A large number of teachers with Islamist inclinations were removed from their jobs in Egypt, Egyptian Education Minister Hussein Kamel Bahaeddin said last week.

Bahaeddin said the decision to remove these teachers is based on reports by security services and supervisors in the ministry as well as complaints from students' parents.

He added that he "removes a teacher immediately" once he determines he or she is bent on challenging national policy.

Meanwhile, the authorities have moved towards teaching school children about tolerance of other cultures, but denied the decision was in response to US pressure for reform, an Egyptian newspaper reported.

Bahaeddin said that a subject on ethics that "stresses values of prog-ress, cooperation, sincerity and acceptance of others", has been introduced into elementary school textbooks.

The minister denied that the decision came as a result of pressure from the US, which wishes to introduce democratic reforms in Arab and Muslim countries to eliminate a climate that Washington considers as helping to breed terrorism.

Such reforms would include amending school textbooks deemed intolerant.

Bahaeddin said Egypt would take lessons from no one over reforming its school books in a bid to promote religious tolerance and stamp out sources of terror.

Reacting to charges by Islamists about bowing to US pressure in amending textbooks, the minister said, "Rumours that we have withdrawn Quranic verses and the sayings of the Prophet Mohammed (PBUH) from school texts, and that we marginalise Islamic history, are totally unfounded".

He also denied reports that religious subjects were now getting less emphasis in schools and that chapters on jihad and wars led by the Prophet were dropped from the curriculum.

Education reform in Egypt has as of late become tinged with concerns about US cultural imperialism.

Bahaeddin visited Washington last year and shortly afterwards the People's Assembly (parliament) approved the so-called New Basic Education Bilateral Agreement with the US.
The agreement is a $64 million funded education reform package.

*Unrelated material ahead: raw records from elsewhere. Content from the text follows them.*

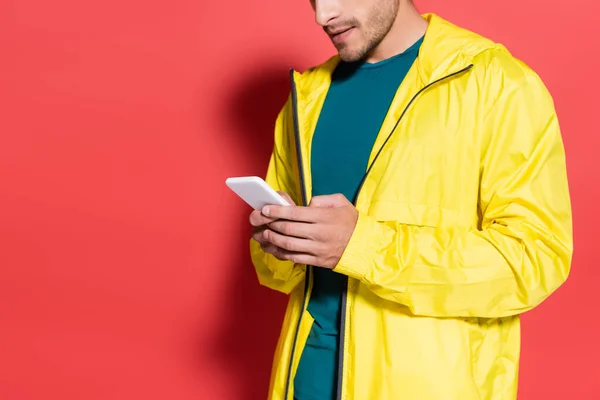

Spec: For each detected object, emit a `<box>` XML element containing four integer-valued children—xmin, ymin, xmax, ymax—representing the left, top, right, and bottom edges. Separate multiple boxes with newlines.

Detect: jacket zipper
<box><xmin>284</xmin><ymin>69</ymin><xmax>312</xmax><ymax>400</ymax></box>
<box><xmin>332</xmin><ymin>64</ymin><xmax>473</xmax><ymax>400</ymax></box>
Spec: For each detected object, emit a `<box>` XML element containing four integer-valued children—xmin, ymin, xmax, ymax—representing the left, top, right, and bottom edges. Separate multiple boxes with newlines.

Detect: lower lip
<box><xmin>331</xmin><ymin>28</ymin><xmax>354</xmax><ymax>45</ymax></box>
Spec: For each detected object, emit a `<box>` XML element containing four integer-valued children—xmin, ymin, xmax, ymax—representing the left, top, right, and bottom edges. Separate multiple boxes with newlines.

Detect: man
<box><xmin>250</xmin><ymin>0</ymin><xmax>572</xmax><ymax>400</ymax></box>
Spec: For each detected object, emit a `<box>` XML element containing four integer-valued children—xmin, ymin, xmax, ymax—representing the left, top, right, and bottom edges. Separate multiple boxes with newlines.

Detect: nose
<box><xmin>313</xmin><ymin>0</ymin><xmax>341</xmax><ymax>26</ymax></box>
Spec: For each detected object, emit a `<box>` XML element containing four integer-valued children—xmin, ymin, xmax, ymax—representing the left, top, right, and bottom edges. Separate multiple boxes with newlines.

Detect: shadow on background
<box><xmin>213</xmin><ymin>66</ymin><xmax>290</xmax><ymax>400</ymax></box>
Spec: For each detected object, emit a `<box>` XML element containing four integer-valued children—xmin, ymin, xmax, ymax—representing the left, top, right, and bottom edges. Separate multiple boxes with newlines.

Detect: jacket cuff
<box><xmin>333</xmin><ymin>211</ymin><xmax>386</xmax><ymax>280</ymax></box>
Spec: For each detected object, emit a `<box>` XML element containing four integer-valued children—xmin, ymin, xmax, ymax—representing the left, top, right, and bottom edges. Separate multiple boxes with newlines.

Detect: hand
<box><xmin>262</xmin><ymin>194</ymin><xmax>358</xmax><ymax>269</ymax></box>
<box><xmin>250</xmin><ymin>191</ymin><xmax>296</xmax><ymax>255</ymax></box>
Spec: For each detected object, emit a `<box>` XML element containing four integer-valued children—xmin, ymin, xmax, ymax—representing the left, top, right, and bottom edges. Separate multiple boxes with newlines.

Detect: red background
<box><xmin>0</xmin><ymin>0</ymin><xmax>600</xmax><ymax>400</ymax></box>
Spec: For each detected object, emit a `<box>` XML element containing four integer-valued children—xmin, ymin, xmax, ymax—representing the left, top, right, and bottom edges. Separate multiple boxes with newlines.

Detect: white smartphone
<box><xmin>225</xmin><ymin>176</ymin><xmax>290</xmax><ymax>210</ymax></box>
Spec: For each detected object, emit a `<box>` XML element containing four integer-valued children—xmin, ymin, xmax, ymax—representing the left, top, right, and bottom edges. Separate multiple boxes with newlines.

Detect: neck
<box><xmin>365</xmin><ymin>0</ymin><xmax>428</xmax><ymax>63</ymax></box>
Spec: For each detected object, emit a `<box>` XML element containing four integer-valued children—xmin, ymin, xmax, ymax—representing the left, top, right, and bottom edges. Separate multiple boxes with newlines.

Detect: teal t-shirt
<box><xmin>294</xmin><ymin>39</ymin><xmax>422</xmax><ymax>400</ymax></box>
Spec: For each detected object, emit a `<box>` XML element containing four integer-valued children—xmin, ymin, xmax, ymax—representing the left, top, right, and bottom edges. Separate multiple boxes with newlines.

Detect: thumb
<box><xmin>309</xmin><ymin>193</ymin><xmax>350</xmax><ymax>208</ymax></box>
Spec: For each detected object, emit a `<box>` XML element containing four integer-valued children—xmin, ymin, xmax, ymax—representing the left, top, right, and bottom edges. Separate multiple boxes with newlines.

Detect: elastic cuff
<box><xmin>333</xmin><ymin>212</ymin><xmax>383</xmax><ymax>280</ymax></box>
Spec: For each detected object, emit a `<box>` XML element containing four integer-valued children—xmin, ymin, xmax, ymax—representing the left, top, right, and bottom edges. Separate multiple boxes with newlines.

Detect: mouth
<box><xmin>327</xmin><ymin>26</ymin><xmax>354</xmax><ymax>45</ymax></box>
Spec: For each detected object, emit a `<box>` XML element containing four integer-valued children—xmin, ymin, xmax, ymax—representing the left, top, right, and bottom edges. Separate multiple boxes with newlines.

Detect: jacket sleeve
<box><xmin>335</xmin><ymin>72</ymin><xmax>573</xmax><ymax>318</ymax></box>
<box><xmin>250</xmin><ymin>94</ymin><xmax>306</xmax><ymax>294</ymax></box>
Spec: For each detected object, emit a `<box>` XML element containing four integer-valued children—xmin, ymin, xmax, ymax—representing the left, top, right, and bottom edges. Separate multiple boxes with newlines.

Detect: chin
<box><xmin>338</xmin><ymin>47</ymin><xmax>364</xmax><ymax>62</ymax></box>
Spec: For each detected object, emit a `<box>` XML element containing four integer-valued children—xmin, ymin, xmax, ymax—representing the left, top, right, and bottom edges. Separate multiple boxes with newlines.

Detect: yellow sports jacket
<box><xmin>250</xmin><ymin>14</ymin><xmax>573</xmax><ymax>400</ymax></box>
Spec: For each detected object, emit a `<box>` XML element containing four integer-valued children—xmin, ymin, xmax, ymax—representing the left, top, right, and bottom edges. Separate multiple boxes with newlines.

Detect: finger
<box><xmin>268</xmin><ymin>219</ymin><xmax>320</xmax><ymax>240</ymax></box>
<box><xmin>260</xmin><ymin>242</ymin><xmax>279</xmax><ymax>256</ymax></box>
<box><xmin>262</xmin><ymin>206</ymin><xmax>325</xmax><ymax>222</ymax></box>
<box><xmin>309</xmin><ymin>193</ymin><xmax>350</xmax><ymax>207</ymax></box>
<box><xmin>277</xmin><ymin>190</ymin><xmax>296</xmax><ymax>206</ymax></box>
<box><xmin>252</xmin><ymin>228</ymin><xmax>269</xmax><ymax>246</ymax></box>
<box><xmin>250</xmin><ymin>210</ymin><xmax>275</xmax><ymax>227</ymax></box>
<box><xmin>265</xmin><ymin>229</ymin><xmax>318</xmax><ymax>254</ymax></box>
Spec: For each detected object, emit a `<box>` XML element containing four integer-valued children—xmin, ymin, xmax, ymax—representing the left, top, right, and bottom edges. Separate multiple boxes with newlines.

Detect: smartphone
<box><xmin>225</xmin><ymin>176</ymin><xmax>290</xmax><ymax>210</ymax></box>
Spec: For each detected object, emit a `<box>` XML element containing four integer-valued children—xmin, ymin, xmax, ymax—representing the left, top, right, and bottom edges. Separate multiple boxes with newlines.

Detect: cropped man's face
<box><xmin>311</xmin><ymin>0</ymin><xmax>400</xmax><ymax>62</ymax></box>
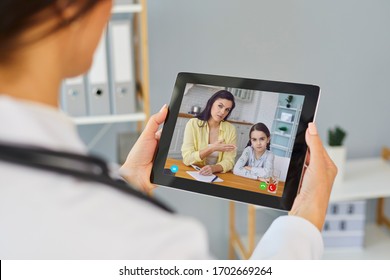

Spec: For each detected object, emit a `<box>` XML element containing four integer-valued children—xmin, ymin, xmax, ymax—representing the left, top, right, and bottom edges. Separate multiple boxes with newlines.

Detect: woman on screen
<box><xmin>181</xmin><ymin>90</ymin><xmax>237</xmax><ymax>175</ymax></box>
<box><xmin>233</xmin><ymin>123</ymin><xmax>275</xmax><ymax>180</ymax></box>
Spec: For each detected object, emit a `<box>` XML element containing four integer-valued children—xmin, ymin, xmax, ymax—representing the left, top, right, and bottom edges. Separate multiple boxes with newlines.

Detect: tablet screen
<box><xmin>152</xmin><ymin>73</ymin><xmax>319</xmax><ymax>210</ymax></box>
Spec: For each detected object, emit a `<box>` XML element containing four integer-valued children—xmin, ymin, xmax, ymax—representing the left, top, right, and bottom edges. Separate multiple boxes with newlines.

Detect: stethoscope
<box><xmin>0</xmin><ymin>143</ymin><xmax>173</xmax><ymax>213</ymax></box>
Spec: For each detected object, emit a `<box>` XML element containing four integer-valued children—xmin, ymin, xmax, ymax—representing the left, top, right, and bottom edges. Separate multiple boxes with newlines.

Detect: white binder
<box><xmin>61</xmin><ymin>76</ymin><xmax>87</xmax><ymax>117</ymax></box>
<box><xmin>109</xmin><ymin>18</ymin><xmax>136</xmax><ymax>114</ymax></box>
<box><xmin>87</xmin><ymin>34</ymin><xmax>110</xmax><ymax>115</ymax></box>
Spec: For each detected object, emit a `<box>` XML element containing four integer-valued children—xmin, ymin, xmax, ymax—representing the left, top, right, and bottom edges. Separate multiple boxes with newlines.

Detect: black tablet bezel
<box><xmin>151</xmin><ymin>73</ymin><xmax>320</xmax><ymax>210</ymax></box>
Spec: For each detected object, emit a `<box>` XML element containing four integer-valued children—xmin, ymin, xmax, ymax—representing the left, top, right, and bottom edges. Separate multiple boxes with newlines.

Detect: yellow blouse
<box><xmin>181</xmin><ymin>118</ymin><xmax>237</xmax><ymax>173</ymax></box>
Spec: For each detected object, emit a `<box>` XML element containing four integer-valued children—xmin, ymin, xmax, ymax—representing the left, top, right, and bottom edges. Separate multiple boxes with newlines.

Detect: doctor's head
<box><xmin>0</xmin><ymin>0</ymin><xmax>112</xmax><ymax>77</ymax></box>
<box><xmin>197</xmin><ymin>90</ymin><xmax>236</xmax><ymax>122</ymax></box>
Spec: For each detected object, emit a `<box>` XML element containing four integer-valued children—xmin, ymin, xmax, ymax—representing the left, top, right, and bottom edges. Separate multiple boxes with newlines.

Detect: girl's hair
<box><xmin>196</xmin><ymin>90</ymin><xmax>236</xmax><ymax>126</ymax></box>
<box><xmin>0</xmin><ymin>0</ymin><xmax>101</xmax><ymax>61</ymax></box>
<box><xmin>246</xmin><ymin>123</ymin><xmax>271</xmax><ymax>150</ymax></box>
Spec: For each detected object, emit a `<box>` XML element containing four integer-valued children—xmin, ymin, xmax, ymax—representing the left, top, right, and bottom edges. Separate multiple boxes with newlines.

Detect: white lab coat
<box><xmin>0</xmin><ymin>95</ymin><xmax>323</xmax><ymax>259</ymax></box>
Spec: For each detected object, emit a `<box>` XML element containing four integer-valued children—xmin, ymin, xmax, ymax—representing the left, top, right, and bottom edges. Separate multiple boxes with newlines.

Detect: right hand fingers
<box><xmin>306</xmin><ymin>123</ymin><xmax>337</xmax><ymax>181</ymax></box>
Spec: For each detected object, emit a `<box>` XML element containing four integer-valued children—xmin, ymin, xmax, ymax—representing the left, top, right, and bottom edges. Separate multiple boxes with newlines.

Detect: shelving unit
<box><xmin>271</xmin><ymin>105</ymin><xmax>302</xmax><ymax>157</ymax></box>
<box><xmin>63</xmin><ymin>0</ymin><xmax>150</xmax><ymax>125</ymax></box>
<box><xmin>229</xmin><ymin>157</ymin><xmax>390</xmax><ymax>259</ymax></box>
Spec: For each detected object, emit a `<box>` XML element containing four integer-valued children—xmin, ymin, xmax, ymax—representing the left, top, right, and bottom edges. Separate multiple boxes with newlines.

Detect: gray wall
<box><xmin>148</xmin><ymin>0</ymin><xmax>390</xmax><ymax>258</ymax></box>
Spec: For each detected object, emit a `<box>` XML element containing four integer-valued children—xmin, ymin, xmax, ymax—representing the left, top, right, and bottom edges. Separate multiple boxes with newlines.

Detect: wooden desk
<box><xmin>164</xmin><ymin>158</ymin><xmax>284</xmax><ymax>197</ymax></box>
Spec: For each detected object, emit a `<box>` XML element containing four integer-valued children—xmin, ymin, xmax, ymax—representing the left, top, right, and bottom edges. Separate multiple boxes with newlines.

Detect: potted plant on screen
<box><xmin>327</xmin><ymin>126</ymin><xmax>347</xmax><ymax>185</ymax></box>
<box><xmin>286</xmin><ymin>95</ymin><xmax>294</xmax><ymax>108</ymax></box>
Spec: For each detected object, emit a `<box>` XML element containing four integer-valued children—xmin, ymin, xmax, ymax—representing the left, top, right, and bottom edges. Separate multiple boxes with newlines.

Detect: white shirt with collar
<box><xmin>0</xmin><ymin>94</ymin><xmax>323</xmax><ymax>259</ymax></box>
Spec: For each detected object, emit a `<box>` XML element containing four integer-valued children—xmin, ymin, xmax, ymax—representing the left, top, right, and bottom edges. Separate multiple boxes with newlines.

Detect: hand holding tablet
<box><xmin>151</xmin><ymin>73</ymin><xmax>319</xmax><ymax>210</ymax></box>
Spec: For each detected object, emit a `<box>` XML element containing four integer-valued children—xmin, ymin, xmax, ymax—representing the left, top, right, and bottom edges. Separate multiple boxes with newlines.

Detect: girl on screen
<box><xmin>181</xmin><ymin>90</ymin><xmax>237</xmax><ymax>175</ymax></box>
<box><xmin>233</xmin><ymin>123</ymin><xmax>274</xmax><ymax>181</ymax></box>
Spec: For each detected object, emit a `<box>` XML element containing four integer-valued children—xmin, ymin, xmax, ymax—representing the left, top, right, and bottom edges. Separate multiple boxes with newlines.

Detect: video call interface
<box><xmin>164</xmin><ymin>84</ymin><xmax>304</xmax><ymax>197</ymax></box>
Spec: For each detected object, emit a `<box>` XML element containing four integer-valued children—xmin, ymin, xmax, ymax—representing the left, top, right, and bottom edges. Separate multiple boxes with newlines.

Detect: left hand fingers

Immediately, Islamists and opposition MPs said the agreement would open "a backdoor for interference" by the US.

The US Agency for International Development (USAID) has become deeply involved in reforming education in Egypt. USAID has donated $765 million to education in Egypt since 1975.

In the same time, experts, university professors, NGOs, Ministry of Education officials, Muslim religious scholars as well as representatives of the EU, UNICEF and UNESCO, were asked by the ministry to help formulate standards for education in Egypt.

The effort implies such an overhaul of the education system that most involved warn that it would take years to finalize.

The writer is an Egyptian journalist based in Cairo.